Шрифт:
Закладка:
— Да, леса и болота, и лешие водятся, и русалки на реках.
— Бог мой, страхи какие! — Ода истово перекрестилась, не почуяв во Владимировых словах насмешки.
Вдруг она, указывая на своё заметно округлившееся чрево, почти шёпотом заговорила совсем о другом:
— В тягости я. Бог даст, матерью скоро стану. А ты, Владимир? Не собрался ожениться?

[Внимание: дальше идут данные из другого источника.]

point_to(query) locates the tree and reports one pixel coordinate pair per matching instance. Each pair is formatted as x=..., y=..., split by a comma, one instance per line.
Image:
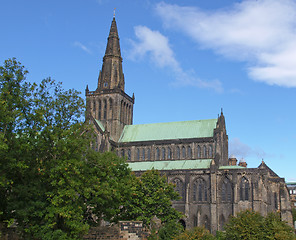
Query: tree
x=151, y=196
x=246, y=225
x=275, y=228
x=251, y=225
x=51, y=182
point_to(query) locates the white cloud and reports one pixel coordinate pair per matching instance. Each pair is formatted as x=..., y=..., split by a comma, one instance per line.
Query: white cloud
x=261, y=33
x=157, y=47
x=81, y=46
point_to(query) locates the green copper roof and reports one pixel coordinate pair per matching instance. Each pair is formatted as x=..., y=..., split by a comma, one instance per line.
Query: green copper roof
x=166, y=131
x=100, y=125
x=171, y=165
x=232, y=167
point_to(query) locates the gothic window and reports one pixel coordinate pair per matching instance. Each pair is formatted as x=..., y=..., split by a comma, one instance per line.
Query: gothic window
x=121, y=111
x=200, y=190
x=195, y=220
x=189, y=152
x=179, y=188
x=178, y=153
x=198, y=152
x=94, y=107
x=105, y=109
x=129, y=154
x=100, y=109
x=183, y=152
x=205, y=152
x=157, y=154
x=138, y=154
x=226, y=191
x=244, y=189
x=206, y=222
x=222, y=222
x=169, y=153
x=124, y=113
x=210, y=151
x=163, y=153
x=111, y=108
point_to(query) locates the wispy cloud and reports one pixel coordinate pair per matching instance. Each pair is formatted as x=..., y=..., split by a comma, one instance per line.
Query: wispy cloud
x=260, y=33
x=242, y=150
x=82, y=46
x=157, y=47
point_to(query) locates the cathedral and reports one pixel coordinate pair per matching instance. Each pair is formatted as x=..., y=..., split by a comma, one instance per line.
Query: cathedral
x=191, y=154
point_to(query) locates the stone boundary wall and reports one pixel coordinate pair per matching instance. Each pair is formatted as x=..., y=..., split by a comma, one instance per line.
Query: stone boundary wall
x=124, y=230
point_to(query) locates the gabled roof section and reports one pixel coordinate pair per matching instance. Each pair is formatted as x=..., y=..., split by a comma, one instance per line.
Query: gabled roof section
x=167, y=131
x=171, y=165
x=231, y=167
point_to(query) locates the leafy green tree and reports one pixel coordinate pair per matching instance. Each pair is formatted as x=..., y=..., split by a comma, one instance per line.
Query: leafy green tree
x=167, y=231
x=246, y=225
x=275, y=228
x=151, y=196
x=251, y=225
x=51, y=182
x=196, y=233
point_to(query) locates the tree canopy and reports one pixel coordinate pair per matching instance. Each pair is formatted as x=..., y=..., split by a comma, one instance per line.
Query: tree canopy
x=151, y=196
x=250, y=225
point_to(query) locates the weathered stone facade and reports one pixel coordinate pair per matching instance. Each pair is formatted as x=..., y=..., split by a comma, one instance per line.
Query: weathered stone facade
x=192, y=154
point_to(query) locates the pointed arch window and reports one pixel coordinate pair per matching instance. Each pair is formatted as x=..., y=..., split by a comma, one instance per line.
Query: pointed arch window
x=226, y=191
x=205, y=152
x=105, y=110
x=111, y=108
x=200, y=192
x=138, y=154
x=189, y=152
x=169, y=153
x=183, y=152
x=148, y=154
x=179, y=187
x=198, y=152
x=157, y=154
x=275, y=201
x=210, y=151
x=129, y=154
x=100, y=110
x=244, y=189
x=163, y=153
x=178, y=153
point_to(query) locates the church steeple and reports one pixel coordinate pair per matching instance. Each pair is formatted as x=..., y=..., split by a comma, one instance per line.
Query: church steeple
x=111, y=76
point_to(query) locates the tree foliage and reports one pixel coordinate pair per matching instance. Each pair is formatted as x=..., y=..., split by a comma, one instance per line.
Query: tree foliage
x=251, y=225
x=200, y=233
x=51, y=182
x=151, y=196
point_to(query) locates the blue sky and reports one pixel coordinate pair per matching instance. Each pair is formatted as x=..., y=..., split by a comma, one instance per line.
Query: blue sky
x=184, y=60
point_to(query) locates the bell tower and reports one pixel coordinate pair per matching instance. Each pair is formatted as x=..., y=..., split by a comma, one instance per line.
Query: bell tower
x=109, y=105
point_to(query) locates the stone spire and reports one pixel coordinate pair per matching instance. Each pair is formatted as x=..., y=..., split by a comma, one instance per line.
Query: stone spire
x=111, y=76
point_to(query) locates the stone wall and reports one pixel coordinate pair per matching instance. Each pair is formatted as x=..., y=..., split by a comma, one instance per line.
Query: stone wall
x=124, y=230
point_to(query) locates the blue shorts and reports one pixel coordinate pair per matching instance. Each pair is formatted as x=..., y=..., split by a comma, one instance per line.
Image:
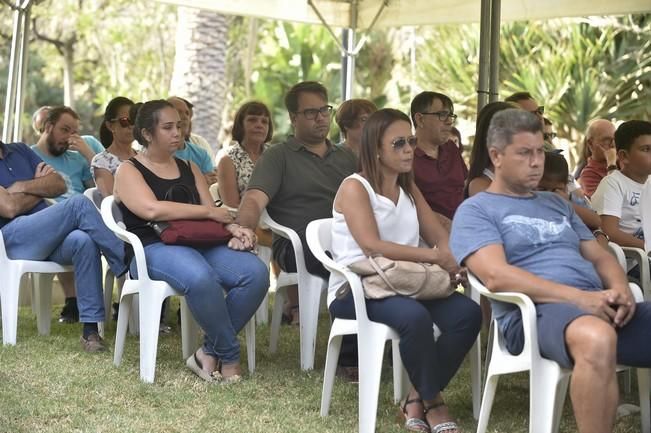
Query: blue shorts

— Нет, княгиня. Рано мне покуда о жене думать.
— Да как же рано? — удивилась Ода. — Знаю! Отец не велит жениться. А невест добрых много. Хочешь, стану тебе свахой, князь?
— Не надо, княгиня. Придёт срок, сам себе невесту выберу.
— А зря, Владимир. Я б тебе такую красавицу сыскала. Не хуже нашей Роксаны.
Ода указала на противоположный край стола, где шумно пировали Святославовы сыновья. А меж ними... Нет, не может быть! Как же он сразу не заметил?! Воспоминания нахлынули в душу Владимира.
Вот юная дева в розовом летнике проплывает мимо них со Святополком, и на него взирают полные удивления серые очи, подобные глади чистого северного озера в ненастный облачный день.
— Смотри, сколь красна. У нас в Чернигове что ни жена, то и краса писаная, — шепнула Ода.
С новой силой в душе молодого князя вспыхнуло давно, казалось, забытое чувство. Прекрасные большие глаза, светлые роскошные волосы, сплетённые в две тугие косы, прямой тонкий нос, как-то особенно красящий лицо, изогнутые иконописные дуги бровей. Владимир не мог оторвать взор от этого восхитительного создания, которое явилось ему будто из сказки.
— Ну как, княже? — Ода довольно захихикала. — Хороша наша сноха? Умна, красна, стройна, молода, чего ещё? Завидуешь Глебу?
Она тихонько пихнула Владимира в бок.
Молодой князь смущённо потупился. Щёки его покрыл багрянец.
— Чего молчишь, князюшко? — подсмеивалась Ода. — На-ка вот тебе белорыбицы. Отведай угощенья нашего, черниговского.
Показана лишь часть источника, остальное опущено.